Conforme muitos dos pesquisadores da Nova Ciência, a medicina se atrasa na busca de curas de doenças testando em animais diferentes do homem. Organismos diferentes reagem de forma diferente a medicamentos e tratamentos. A própria condição em que os animais são mantidos nos laboratórios afeta consideravelmente os resultados de uma pesquisa uma vez que o medo, a angústia e a depressão liberam substâncias no organismo das cobaias que comprometem a ação das drogas.
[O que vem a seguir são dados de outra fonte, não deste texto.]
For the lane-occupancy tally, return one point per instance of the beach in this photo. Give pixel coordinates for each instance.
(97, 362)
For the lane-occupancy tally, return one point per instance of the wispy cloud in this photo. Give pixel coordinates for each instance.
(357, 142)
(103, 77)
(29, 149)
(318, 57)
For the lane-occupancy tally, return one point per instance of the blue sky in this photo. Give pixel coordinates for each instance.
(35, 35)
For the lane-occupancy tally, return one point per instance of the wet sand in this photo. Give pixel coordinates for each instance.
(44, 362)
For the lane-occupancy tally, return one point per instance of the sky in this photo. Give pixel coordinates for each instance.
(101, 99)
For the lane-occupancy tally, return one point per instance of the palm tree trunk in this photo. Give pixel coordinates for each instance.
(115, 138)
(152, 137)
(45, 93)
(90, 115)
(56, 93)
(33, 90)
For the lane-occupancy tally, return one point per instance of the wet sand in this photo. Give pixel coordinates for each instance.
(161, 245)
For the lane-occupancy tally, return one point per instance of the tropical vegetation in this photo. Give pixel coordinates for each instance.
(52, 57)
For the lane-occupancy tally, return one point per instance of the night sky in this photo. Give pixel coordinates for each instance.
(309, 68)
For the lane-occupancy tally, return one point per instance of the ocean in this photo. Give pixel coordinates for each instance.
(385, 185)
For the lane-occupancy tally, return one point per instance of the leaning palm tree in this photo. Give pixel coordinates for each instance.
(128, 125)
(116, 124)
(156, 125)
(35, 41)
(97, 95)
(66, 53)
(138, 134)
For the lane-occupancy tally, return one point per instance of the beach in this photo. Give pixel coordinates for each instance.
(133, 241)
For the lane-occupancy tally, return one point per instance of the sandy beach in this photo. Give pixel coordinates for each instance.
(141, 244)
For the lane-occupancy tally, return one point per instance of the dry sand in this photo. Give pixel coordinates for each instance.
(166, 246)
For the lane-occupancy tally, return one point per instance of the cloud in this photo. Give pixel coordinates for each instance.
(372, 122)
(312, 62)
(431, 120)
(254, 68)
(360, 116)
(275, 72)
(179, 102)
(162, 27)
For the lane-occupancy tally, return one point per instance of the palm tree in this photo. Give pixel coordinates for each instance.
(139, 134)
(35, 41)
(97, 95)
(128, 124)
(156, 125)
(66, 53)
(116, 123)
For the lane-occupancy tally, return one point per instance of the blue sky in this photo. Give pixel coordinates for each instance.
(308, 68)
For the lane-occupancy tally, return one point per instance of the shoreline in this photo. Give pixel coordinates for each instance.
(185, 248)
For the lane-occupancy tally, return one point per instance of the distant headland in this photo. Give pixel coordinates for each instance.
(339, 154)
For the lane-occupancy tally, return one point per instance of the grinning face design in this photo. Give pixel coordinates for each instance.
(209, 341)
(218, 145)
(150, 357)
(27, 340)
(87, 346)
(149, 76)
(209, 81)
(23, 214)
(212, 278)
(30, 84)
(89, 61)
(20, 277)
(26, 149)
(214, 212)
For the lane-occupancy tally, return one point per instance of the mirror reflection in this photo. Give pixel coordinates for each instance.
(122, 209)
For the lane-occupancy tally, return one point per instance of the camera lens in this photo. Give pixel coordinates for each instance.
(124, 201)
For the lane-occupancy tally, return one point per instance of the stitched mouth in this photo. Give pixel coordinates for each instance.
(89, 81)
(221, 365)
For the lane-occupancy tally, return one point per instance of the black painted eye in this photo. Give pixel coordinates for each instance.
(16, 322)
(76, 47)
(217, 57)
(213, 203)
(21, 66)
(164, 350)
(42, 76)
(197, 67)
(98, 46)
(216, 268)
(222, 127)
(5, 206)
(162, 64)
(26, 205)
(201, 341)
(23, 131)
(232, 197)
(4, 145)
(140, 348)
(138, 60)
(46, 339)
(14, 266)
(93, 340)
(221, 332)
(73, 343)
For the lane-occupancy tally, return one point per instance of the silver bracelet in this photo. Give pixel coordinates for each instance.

Mas se não é tão útil por que fazem?
Para muitos ativistas da causa animal, a experimentação animal tem como objetivo alimentar toda uma rica indústria que vende produtos e equipamentos para biotérios, além de amenizar as responsabilidades de laboratórios que lançam no mercado produtos que mais tarde poderão prejudicar seres humanos. “Por exemplo: se um xampu infantil queima os olhos de uma menina, isso é visto como uma fatalidade, pois, testes realizados em olhos de coelhinhos mostraram que o produto é seguro”, explica Greif.
“Os testes em animais não podem prever esses efeitos e a indústria sabe disso, mas continua investindo em experimentação animal para prevenir futuros processos. Assim, todas as pessoas que vierem a falecer em decorrência do uso de um medicamento tornam-se fatalidades. Números aceitáveis frente aos possíveis benefícios do medicamento”, completa. Ele diz ainda que, se hoje transplantes de órgãos podem ser realizados com maior sucesso e existem vacinas um pouco mais seguras, foi porque ao longo dessas últimas décadas esses tratamentos foram testados em seres humanos, muitas vezes, às custas de suas vidas e saúde.